Controlled Crystallinity of SnO₂ Nanoparticles Through Solvent Engineering and Thermal Treatment

Abstract

SnO₂ nanocrystals were engineered by sol‑gel calcination in mixed solvent systems (methanol: ethylene glycol: water) and fired at 550 °C and 750 °C. Structural analysis by X‑ray diffraction revealed phase‑pure, tetragonal rutile SnO₂ with a pronounced (110) texture. Crystalline diameters increased from 19.2 → 21.8 nm (550 °C) and 27.4 → 30.1 nm (750 °C) as water content rose. FESEM imaging revealed morphological evolution from smaller, less-agglomerated particles in organic-rich media to larger, aggregated structures in aqueous-rich systems. EDX verified stoichiometric Sn and O, while FTIR displayed strong Sn–O vibrations (622–668 cm⁻¹). DRS-UV‑Vi’s spectra showed excitonic onsets red‑shifted beyond bulk SnO₂ (344 nm), with band‑gap energies narrowing modestly as organic content declined—consistent with minimal quantum‑confinement effects at the measured sizes.

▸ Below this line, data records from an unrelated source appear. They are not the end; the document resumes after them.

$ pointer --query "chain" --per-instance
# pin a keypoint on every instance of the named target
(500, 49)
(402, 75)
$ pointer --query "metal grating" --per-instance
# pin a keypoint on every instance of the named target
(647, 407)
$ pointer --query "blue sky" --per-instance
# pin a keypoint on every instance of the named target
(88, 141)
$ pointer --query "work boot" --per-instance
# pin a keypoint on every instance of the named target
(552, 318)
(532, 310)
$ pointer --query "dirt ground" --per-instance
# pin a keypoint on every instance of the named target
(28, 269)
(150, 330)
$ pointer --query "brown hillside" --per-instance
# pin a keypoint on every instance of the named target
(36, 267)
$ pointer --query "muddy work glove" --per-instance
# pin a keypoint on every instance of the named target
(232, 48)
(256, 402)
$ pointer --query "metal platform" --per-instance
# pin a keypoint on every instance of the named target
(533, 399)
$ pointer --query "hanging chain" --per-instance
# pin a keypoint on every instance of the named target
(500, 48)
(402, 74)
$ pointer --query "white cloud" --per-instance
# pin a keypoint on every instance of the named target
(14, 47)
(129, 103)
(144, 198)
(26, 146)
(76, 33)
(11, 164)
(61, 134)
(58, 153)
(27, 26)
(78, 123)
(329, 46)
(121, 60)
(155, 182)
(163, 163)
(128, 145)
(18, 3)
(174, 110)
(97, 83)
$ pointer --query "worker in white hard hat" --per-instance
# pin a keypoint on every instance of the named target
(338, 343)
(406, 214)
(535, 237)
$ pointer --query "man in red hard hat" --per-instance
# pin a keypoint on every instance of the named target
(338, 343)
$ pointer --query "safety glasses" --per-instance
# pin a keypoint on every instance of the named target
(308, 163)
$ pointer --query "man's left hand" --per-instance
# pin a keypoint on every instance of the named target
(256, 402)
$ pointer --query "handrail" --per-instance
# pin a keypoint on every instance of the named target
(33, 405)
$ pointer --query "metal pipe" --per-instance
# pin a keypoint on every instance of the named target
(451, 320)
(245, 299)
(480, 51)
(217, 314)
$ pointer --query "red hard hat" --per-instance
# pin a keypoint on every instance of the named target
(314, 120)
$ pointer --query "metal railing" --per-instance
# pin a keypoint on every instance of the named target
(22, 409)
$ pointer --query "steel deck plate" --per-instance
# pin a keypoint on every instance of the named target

Overall, solvent polarity proved decisive: organic‑rich media favoured smaller, less‑agglomerated crystals, whereas water promoted growth. Tailoring solvent composition and calcination temperature therefore enables controlled size, morphology, and high‑energy‑plane exposure, providing a straightforward route to SnO₂ nanomaterials optimized for visible‑light photocatalysis.